In late 2015, a letter from the British Medical Journal (BMJ) that openly dismissed qualitative research in a journal article rejection letter (see this Twitter link) created outrage among qualitative researchers from around the world.
As a social scientist trained in BOTH qualitative and quantitative research methods, on top of a pure mathematics and Geographic Information Science (GIS) background, I sometimes find it hard to interact with people from certain fields. While we are required to take statistics and modelling classes for our degrees, they could have finished graduate school and advanced way ahead in their academic, industry or government careers without ever doing one proper qualitative interview or understanding its importance (no, a five-minute patient history conversation does not qualify as an interview). Do you think some randomized controlled trials will really work without consideration of the real-world context? Do you think some double-blind experiments with a random sampling will really result in effective health promotion programs without taking account of multiple aspects of the participants’ lives? Yet, these are the people who always say such phrases as “I’ve never done qualitative research, I just don’t believe in it” or “I’m a scientist, I don’t do qualitative research.”

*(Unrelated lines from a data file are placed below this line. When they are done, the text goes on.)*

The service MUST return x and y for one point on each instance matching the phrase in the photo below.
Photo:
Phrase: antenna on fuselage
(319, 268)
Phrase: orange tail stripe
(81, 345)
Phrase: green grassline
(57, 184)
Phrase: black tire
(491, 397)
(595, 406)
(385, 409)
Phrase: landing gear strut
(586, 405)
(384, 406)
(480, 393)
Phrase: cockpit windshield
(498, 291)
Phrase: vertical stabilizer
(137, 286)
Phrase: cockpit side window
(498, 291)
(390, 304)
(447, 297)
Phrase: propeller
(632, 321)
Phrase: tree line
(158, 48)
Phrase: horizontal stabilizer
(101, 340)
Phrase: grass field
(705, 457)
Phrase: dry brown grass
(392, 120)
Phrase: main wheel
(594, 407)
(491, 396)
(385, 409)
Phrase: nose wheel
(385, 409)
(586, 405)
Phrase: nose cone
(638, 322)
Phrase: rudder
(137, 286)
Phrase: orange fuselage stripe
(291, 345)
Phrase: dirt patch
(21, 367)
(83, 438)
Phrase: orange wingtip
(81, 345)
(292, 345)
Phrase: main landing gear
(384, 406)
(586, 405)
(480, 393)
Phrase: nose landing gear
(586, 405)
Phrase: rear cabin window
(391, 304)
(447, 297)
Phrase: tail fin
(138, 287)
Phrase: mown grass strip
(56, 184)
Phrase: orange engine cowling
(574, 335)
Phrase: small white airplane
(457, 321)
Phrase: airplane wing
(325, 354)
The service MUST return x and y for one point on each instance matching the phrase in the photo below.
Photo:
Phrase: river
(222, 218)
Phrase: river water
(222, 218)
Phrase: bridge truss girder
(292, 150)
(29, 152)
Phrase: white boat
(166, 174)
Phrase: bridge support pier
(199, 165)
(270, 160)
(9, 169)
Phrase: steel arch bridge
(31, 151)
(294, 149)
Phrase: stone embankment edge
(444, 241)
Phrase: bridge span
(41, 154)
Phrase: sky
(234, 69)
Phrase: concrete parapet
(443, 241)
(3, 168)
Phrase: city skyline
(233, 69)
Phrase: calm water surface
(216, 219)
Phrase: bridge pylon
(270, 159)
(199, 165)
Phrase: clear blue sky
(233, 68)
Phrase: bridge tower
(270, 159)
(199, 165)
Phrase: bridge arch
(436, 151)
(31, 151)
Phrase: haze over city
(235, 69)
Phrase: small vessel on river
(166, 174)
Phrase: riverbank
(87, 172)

Qualitative methods, if done right, have the potential to significantly increase the real-world impact of research in an academic or industry setting. I sincerely hope that more and more researchers will learn about and incorporate this research tradition into their work, so that our research becomes more relevant, contextual and effective in solving problems of our contemporary world. I am glad that the little I am doing as a consultant and a researcher contributes to this goal.
Notes: This post is purposefully kept short to fit with the length of a blog post and the ideas presented are solely of the author’s.